The middleware measures request duration using Date().timeIntervalSince(start), which is negligible compared to network latency or I/O.

You can safely keep it enabled even in staging or pre-production environments.
In production, switching to .error mode will keep your logs clean while still providing visibility into failures.

Testing and Debugging

The middleware is fully testable using Vapor’s Application test harness or plain XCTest with mock requests.
Here’s a simple test that validates duration and structure:

func testMiddlewareLogsRequestAndResponse() async throws {
    let app = Application(.testing)
    app.middleware.use(OpenAPILoggingMiddleware(level: .info))
    try await app.test(.POST, "/ping", afterResponse: { res in
        XCTAssertEqual(res.status, .ok)
    })
}

You can also inject your own logger conforming to LogHandler if you prefer structured output rather than printing to stdout.

Future Work

The roadmap includes:

  1. JSON Formatter — for structured logs in production environments.
  2. Redaction Rules — for headers and sensitive body fields.
  3. Metrics Hooks — integration with Swift Metrics or Prometheus.
  4. Pluggable Output Destinations — allowing streaming to files or external monitoring systems.
  5. Async Logging — offloading logging I/O to background tasks for ultra-high performance scenarios.

Each of these will follow the same guiding principles: clarity, composability, and minimalism.

Philosophy: Clean Visibility

Logging is not just a developer tool — it’s part of the interface between humans and systems.
A well-designed logging layer doesn’t scream for attention; it quietly reveals how the system behaves.

When I was designing this package, I thought about the elegance of Apple’s own frameworks — the way their APIs feel inevitable, obvious in hindsight.

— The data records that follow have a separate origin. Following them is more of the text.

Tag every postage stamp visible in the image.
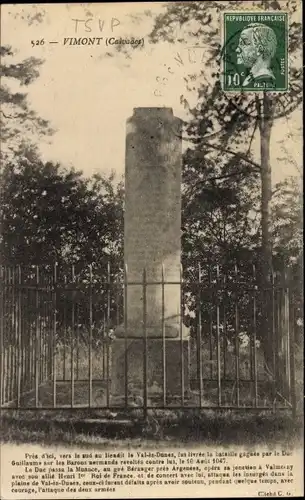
[221,11,289,92]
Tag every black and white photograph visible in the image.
[0,0,304,500]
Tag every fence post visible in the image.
[124,264,128,408]
[0,266,5,407]
[197,263,203,408]
[35,266,40,408]
[161,263,166,407]
[235,265,240,406]
[216,264,221,406]
[179,266,184,406]
[16,266,22,408]
[52,262,57,408]
[88,265,93,408]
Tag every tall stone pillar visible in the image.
[112,108,189,400]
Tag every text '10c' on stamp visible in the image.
[221,11,288,92]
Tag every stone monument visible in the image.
[111,108,189,396]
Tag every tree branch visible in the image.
[196,144,261,172]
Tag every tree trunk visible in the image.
[259,92,275,370]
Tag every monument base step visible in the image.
[111,338,190,402]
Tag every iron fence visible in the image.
[0,265,296,411]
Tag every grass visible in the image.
[0,342,303,449]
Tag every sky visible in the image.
[1,2,302,183]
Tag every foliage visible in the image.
[0,46,53,164]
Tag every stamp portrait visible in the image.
[222,11,289,92]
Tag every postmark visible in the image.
[221,11,289,92]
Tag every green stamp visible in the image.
[222,11,289,92]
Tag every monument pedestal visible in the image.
[111,337,190,398]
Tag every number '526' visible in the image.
[31,38,44,47]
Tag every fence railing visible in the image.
[0,265,296,410]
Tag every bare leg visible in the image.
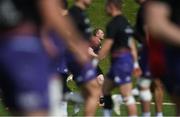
[153,79,164,113]
[120,83,137,116]
[82,79,101,116]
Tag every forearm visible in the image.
[40,0,89,62]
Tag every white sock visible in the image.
[60,101,68,117]
[103,109,112,117]
[142,112,151,117]
[156,112,163,117]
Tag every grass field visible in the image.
[68,0,175,116]
[0,0,175,116]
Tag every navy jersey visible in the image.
[106,15,134,52]
[69,5,92,41]
[0,0,40,29]
[135,4,145,43]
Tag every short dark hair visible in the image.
[93,28,102,36]
[106,0,123,9]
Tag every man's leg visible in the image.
[152,79,164,117]
[138,78,152,117]
[120,83,137,116]
[103,78,114,117]
[81,79,101,116]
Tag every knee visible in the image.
[139,89,152,101]
[123,96,136,106]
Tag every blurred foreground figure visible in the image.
[0,0,89,116]
[135,0,163,117]
[98,0,141,117]
[146,0,180,116]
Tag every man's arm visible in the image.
[98,39,113,60]
[145,1,180,45]
[39,0,90,63]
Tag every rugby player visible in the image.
[136,0,163,117]
[0,0,89,116]
[89,28,104,106]
[67,0,101,116]
[98,0,141,116]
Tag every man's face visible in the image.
[105,4,111,16]
[96,30,104,39]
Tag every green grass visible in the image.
[68,0,175,116]
[0,0,175,116]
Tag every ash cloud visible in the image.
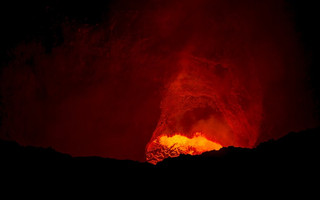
[0,0,318,160]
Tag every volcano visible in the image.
[0,0,320,162]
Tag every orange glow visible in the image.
[147,132,222,164]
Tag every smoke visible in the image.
[0,0,316,160]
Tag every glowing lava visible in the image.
[147,132,222,164]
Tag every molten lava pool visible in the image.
[147,132,222,164]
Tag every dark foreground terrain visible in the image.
[0,128,320,183]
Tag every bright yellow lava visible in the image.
[158,132,222,155]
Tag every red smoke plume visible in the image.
[1,0,315,161]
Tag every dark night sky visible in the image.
[0,0,320,161]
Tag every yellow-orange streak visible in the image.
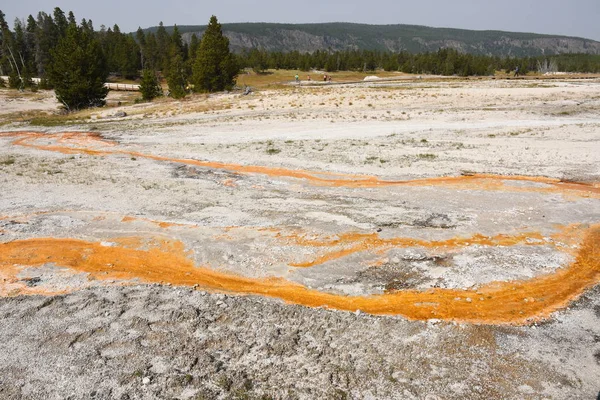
[0,225,600,324]
[0,132,600,198]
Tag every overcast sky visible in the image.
[0,0,600,40]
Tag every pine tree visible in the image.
[47,24,108,111]
[167,43,188,99]
[140,68,162,101]
[193,15,239,92]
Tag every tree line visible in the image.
[239,48,600,76]
[0,7,240,110]
[0,7,600,109]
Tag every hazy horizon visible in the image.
[0,0,600,41]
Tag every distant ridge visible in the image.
[146,22,600,57]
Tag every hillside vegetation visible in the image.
[147,23,600,57]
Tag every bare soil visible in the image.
[0,77,600,399]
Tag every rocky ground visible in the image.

That’s what I aim for here: a logging middleware that feels invisible until you need it, and indispensable once you use it.

Example Output in Context

Here’s a real-world example of multiple concurrent requests hitting the same endpoint:

[GET] /user/profile (200 OK)
Duration: 87 ms

[POST] /mocks/messages/agent-responses (200 OK)
Duration: 121 ms
Body: {"message":"You shall not pass!"}

[PATCH] /user/preferences (204 No Content)
Duration: 96 ms

Notice how easy it is to see patterns — which endpoints are slow, which ones are frequent, which ones failed.
That’s the essence of observability — not more data, but useful data.

Real-World Use

I use OpenAPILoggingMiddleware in all my OpenAPI projects — from small prototypes to complex SSE (Server-Sent Events) systems. It’s particularly valuable when debugging streamed responses or multipart form uploads, where conventional logs become unreadable.

Because it’s a simple OpenAPIMiddleware, it works with any generated server conforming to the OpenAPI ecosystem — including custom transports and pure SwiftNIO backends.

Closing Thoughts

This middleware is a reminder that sometimes the simplest tools make the biggest difference.
It’s easy to underestimate the power of well-designed visibility — until you remove it and start guessing again.

Whether you’re debugging mock routes, profiling API latency, or simply curious about what your server is doing, OpenAPILoggingMiddleware gives you that quiet transparency every developer deserves.

👉 GitHub: mihaelamj/OpenAPILoggingMiddleware

“Clean code should be composable, testable, and visible when it runs.”